Design: Prospective, descriptive study.
Subjects and setting: The study sample consisted of patients cared for on 2 inpatient care units in a university-based acute care facility in the Midwestern United States. One was a 30-bed medical/surgical unit and the second was a 35-bed cardiac/telemetry unit. Their median age was 58 years; the average daily proportion of males and females was 56% and 42%, respectively.
Methods: Medical adhesive-related skin injury (MARSI) prevalence was calculated using 3 methods: (1) the proportion of subjects who had any MARSI injury (subject prevalence), (2) the prevalence of MARSI by injury type and severity (severity prevalence), and (3) the proportion of medical adhesive products that had any associated MARSI (product prevalence).

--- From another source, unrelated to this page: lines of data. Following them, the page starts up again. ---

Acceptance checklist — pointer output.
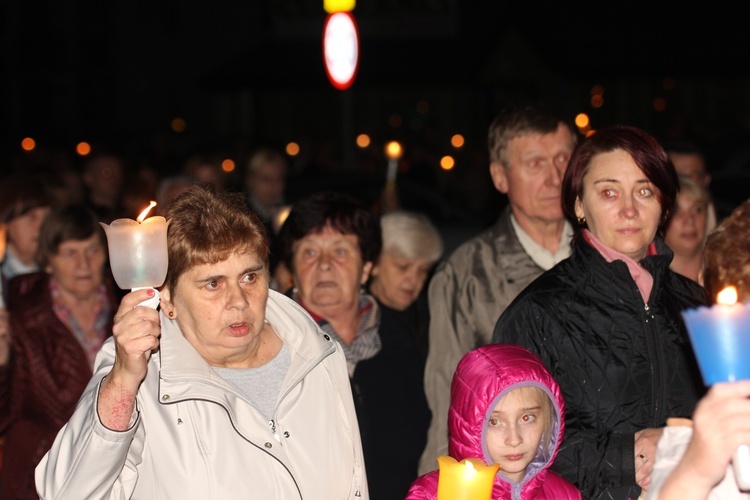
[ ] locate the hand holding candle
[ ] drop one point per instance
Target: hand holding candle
(721, 340)
(138, 252)
(469, 479)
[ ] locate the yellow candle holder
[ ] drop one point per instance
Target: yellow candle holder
(469, 479)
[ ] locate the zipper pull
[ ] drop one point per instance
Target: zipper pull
(276, 436)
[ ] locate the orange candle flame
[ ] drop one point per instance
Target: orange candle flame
(469, 479)
(727, 297)
(146, 211)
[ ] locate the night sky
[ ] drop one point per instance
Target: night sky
(246, 74)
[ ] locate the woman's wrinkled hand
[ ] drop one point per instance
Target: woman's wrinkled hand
(646, 441)
(136, 331)
(721, 423)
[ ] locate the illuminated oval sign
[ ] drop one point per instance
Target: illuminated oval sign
(341, 49)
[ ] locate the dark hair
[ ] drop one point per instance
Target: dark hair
(19, 195)
(69, 223)
(205, 229)
(519, 120)
(646, 153)
(340, 211)
(726, 258)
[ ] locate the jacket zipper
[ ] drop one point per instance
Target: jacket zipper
(656, 364)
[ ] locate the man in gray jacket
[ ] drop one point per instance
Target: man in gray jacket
(529, 149)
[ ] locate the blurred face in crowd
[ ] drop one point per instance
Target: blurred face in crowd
(687, 229)
(23, 234)
(77, 266)
(396, 282)
(533, 175)
(620, 204)
(328, 270)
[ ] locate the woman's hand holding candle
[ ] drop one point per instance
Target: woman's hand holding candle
(136, 332)
(720, 426)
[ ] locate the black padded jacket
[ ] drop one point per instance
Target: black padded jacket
(622, 364)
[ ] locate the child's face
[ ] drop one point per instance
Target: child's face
(514, 431)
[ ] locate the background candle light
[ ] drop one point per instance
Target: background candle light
(138, 251)
(469, 479)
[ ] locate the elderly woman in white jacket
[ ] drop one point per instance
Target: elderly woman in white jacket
(230, 391)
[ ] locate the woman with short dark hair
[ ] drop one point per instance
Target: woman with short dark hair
(229, 391)
(606, 321)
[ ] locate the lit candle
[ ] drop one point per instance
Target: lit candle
(138, 251)
(469, 479)
(721, 340)
(393, 151)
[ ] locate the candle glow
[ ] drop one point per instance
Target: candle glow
(138, 250)
(721, 338)
(721, 341)
(146, 211)
(727, 297)
(469, 479)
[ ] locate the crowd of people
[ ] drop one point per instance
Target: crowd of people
(323, 347)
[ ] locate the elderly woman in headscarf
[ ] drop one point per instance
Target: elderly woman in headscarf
(331, 243)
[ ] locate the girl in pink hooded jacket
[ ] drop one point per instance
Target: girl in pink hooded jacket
(506, 408)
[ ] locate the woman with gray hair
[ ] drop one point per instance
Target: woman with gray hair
(411, 247)
(688, 228)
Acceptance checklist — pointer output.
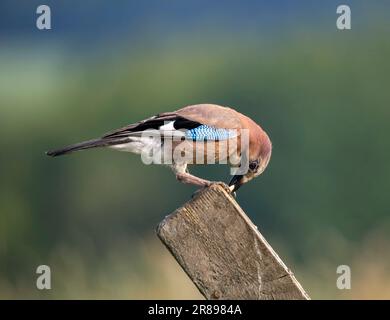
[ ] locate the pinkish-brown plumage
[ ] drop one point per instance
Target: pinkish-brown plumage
(136, 138)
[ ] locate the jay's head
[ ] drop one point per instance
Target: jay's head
(258, 161)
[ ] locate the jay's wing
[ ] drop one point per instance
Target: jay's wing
(211, 121)
(197, 123)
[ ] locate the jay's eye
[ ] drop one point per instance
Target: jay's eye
(253, 165)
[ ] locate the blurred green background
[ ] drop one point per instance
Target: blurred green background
(322, 95)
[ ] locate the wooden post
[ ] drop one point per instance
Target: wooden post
(222, 251)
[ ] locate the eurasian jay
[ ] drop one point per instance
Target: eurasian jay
(189, 132)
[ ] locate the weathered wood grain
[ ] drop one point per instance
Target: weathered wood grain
(222, 251)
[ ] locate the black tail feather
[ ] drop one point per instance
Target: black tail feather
(95, 143)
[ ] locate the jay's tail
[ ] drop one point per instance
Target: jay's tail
(95, 143)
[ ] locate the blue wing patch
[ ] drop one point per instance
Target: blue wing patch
(204, 133)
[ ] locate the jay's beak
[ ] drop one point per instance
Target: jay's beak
(236, 182)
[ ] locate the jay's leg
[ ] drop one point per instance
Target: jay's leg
(186, 177)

Results: The daily subject prevalence of any MARSI injury ranged from 3.4% to 25.0% with a mean and median of 13.0% and 12.7%, respectively. The severity prevalence of MARSI injury ranged from 8 to 149 per 1000 product-days with a mean and median of 63 and 56 MARSIs per 1000 product-days, respectively. The median (range) product prevalence among all adhesive products varied from a high of 70 injuries per 1000 product-days for surgical closure to a low of 0 injuries per 1000 product-days for peripheral intravenous line dressing.
Conclusions: Medical adhesive-related skin injury is a prevalent event in the acute care setting. Preventing skin injury has the potential to reduce complications, increase patient satisfaction, and improve clinical outcomes.